To help #WeTrustYouthChallenge acceptors make tangible progress in how they partner with young people, We Trust Youth will collaborate with other youth and youth focused-NGOs and donors to solve practical problems.

How problems be tackled?

For iNGOs and donors, who currently often hold the most power and decision-making, We Trust Youth is co-hosting three practical problem solving workshops in partnership with Elevate Children's Funders Group and EngenderHealth


To help others who have accepted the challenge or who want to improve their ability to equity partners with young people, We Trust Youth will be sharing lessons and recommendations through communications channels and public events. We will encourage exchange and contributions from many of you along the way.

What problems will be tackled?

We will focus on three fundamental problems that hurt our collective ability to improve young people’s lives.

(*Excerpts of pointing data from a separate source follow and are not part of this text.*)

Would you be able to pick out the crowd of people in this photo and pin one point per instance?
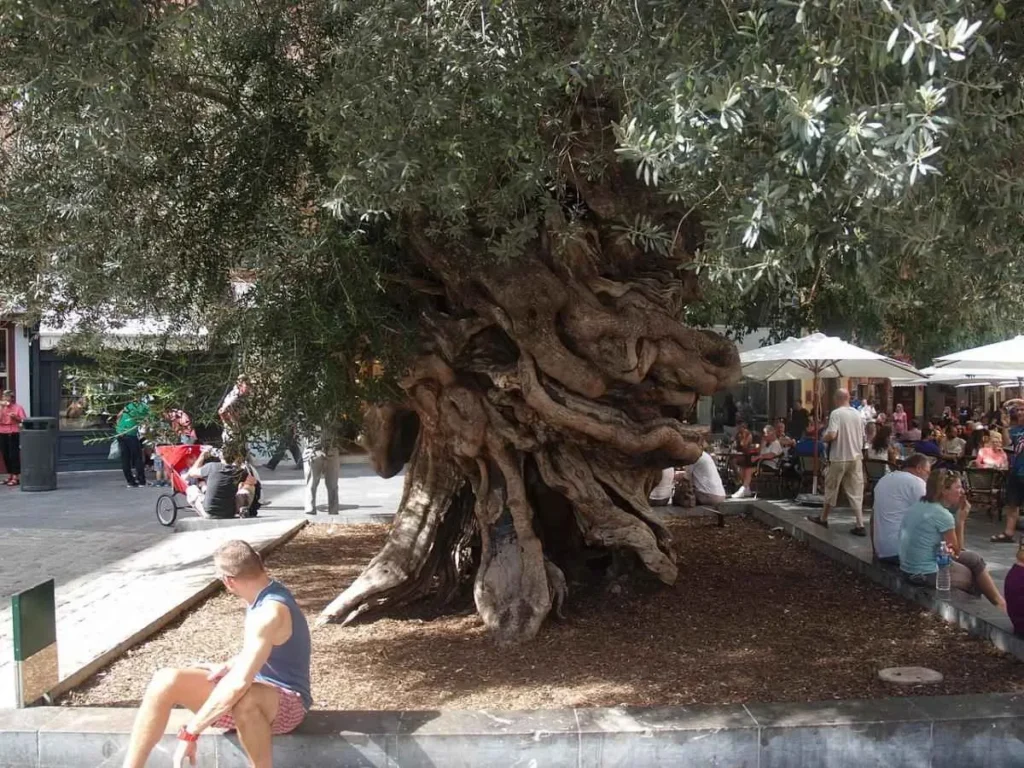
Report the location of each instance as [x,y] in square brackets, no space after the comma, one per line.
[920,501]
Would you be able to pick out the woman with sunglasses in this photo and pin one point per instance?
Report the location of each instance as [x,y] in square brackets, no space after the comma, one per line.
[931,521]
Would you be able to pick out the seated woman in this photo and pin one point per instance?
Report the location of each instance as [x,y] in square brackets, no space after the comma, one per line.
[784,439]
[771,452]
[952,444]
[222,488]
[881,446]
[928,523]
[991,455]
[930,445]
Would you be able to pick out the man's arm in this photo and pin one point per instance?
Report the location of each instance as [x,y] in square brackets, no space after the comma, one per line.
[270,622]
[950,539]
[962,512]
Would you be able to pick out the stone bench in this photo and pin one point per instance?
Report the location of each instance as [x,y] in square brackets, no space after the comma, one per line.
[980,731]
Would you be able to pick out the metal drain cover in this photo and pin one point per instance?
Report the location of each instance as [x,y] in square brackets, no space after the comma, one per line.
[910,676]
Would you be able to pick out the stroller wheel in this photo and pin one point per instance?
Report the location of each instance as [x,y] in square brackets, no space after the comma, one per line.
[167,510]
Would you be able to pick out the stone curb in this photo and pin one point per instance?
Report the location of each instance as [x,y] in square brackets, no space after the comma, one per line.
[83,674]
[187,524]
[974,614]
[980,731]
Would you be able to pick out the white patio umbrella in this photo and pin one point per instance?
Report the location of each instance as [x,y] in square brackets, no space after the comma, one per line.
[1004,355]
[820,356]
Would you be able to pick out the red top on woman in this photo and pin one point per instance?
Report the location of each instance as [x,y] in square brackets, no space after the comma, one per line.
[11,417]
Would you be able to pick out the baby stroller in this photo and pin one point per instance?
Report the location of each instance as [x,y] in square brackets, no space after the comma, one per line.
[177,459]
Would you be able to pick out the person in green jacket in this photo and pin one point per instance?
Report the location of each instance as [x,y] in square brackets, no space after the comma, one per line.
[128,421]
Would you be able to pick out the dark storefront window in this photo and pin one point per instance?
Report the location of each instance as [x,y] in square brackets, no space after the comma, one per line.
[82,404]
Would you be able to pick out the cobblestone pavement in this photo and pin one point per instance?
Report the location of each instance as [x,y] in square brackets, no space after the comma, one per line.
[97,613]
[92,520]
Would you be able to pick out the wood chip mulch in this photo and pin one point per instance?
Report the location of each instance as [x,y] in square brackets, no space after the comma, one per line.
[754,616]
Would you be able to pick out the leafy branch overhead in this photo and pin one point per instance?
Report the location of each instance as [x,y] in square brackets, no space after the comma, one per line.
[487,227]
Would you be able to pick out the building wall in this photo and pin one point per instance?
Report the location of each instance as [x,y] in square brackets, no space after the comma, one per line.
[23,372]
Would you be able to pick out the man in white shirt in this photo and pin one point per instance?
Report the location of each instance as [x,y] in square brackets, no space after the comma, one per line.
[846,437]
[707,482]
[662,495]
[894,495]
[867,412]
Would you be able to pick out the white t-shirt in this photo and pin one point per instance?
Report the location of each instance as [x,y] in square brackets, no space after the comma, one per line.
[848,427]
[666,486]
[774,450]
[954,446]
[894,495]
[704,475]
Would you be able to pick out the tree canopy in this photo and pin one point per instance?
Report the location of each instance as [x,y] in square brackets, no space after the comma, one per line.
[497,219]
[840,157]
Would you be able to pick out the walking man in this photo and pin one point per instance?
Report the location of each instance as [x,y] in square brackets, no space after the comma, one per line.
[262,692]
[1015,479]
[132,416]
[232,412]
[845,434]
[322,461]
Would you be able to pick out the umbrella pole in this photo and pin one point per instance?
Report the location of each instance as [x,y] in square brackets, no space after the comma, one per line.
[817,437]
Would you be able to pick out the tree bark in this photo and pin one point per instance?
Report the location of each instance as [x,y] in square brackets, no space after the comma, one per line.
[551,391]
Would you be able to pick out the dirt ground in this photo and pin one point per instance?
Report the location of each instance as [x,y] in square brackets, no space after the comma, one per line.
[754,616]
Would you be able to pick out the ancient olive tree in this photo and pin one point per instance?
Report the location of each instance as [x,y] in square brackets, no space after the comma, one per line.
[486,226]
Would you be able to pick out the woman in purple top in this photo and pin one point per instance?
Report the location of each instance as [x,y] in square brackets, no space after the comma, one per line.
[1013,590]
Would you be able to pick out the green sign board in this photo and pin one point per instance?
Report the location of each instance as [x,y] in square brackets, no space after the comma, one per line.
[35,620]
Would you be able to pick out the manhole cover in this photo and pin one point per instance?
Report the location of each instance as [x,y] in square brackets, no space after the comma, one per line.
[910,676]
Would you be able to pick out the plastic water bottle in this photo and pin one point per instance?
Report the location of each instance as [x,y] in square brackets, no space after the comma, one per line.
[942,584]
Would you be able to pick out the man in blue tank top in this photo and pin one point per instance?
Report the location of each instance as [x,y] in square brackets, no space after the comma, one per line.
[262,692]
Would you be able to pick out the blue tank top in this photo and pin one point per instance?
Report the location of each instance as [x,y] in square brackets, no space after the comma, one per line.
[288,666]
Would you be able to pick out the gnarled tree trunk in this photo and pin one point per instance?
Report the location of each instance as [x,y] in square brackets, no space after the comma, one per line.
[550,392]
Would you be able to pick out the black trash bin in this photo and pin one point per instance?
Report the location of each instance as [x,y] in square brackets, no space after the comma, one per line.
[39,454]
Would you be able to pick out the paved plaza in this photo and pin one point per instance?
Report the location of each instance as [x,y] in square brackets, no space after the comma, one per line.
[119,572]
[92,520]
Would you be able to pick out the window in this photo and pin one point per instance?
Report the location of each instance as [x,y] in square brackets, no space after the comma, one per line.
[82,404]
[5,382]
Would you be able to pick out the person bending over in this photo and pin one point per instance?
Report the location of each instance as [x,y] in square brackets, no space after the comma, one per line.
[931,521]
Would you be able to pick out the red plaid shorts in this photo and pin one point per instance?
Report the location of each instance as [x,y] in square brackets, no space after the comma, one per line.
[291,713]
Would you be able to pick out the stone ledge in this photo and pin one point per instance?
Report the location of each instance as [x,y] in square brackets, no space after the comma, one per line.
[974,614]
[976,730]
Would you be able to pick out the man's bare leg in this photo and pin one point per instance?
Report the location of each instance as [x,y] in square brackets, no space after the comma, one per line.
[167,689]
[253,715]
[990,591]
[1013,514]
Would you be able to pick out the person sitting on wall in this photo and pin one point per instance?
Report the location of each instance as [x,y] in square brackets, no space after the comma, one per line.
[894,495]
[262,692]
[771,452]
[807,445]
[913,433]
[1013,591]
[223,488]
[931,521]
[662,494]
[707,482]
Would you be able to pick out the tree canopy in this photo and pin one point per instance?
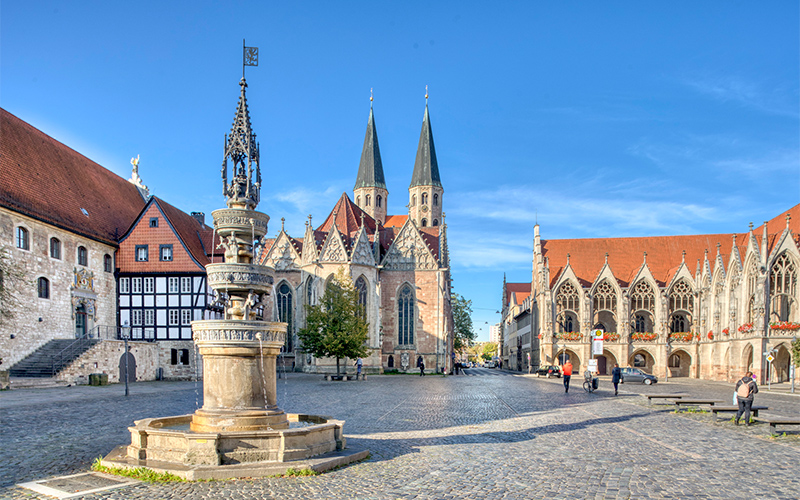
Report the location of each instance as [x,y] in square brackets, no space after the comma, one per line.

Under each fundamental problem, we will collectively tackle the practical questions that result. 

Fundamental Problems: that often result from power imbalances and prejudice

Practical Questions: to answer to help tackle the fundamental problem

Those viewed as having “valuable skills” and “capacity” are often the least directly connected to young people or their communities.

  • How can donors / NGOs build their own capacity to effectively serve young people and youth-led efforts?

  • What do models of support that actually meet young people’s needs look like?

Decisions around who gets funded and what outcomes we’re all working towards are rarely determined jointly with young people, even less frequently led by young people. 

  • How can boards and executive leadership be moved to invest in participatory approaches? And even shift their decision-making? 

  • What does jointly defining programmatic success look like? 

  • How can we assess the quality of partnerships and engagement with young people?

The way that money moves (typically donor to iNGOs to youth-led effort) often prevents collaboration and can even result in exploitation of young people.  

  • How can young people help determine who should receive funds?

  • How can more funds be channeled directly to youth-led efforts?

  • How can intermediaries (often iNGOs) be selected or “behave” as more equitable partners and shift power?

  • How can you determine fair compensation for youth partners?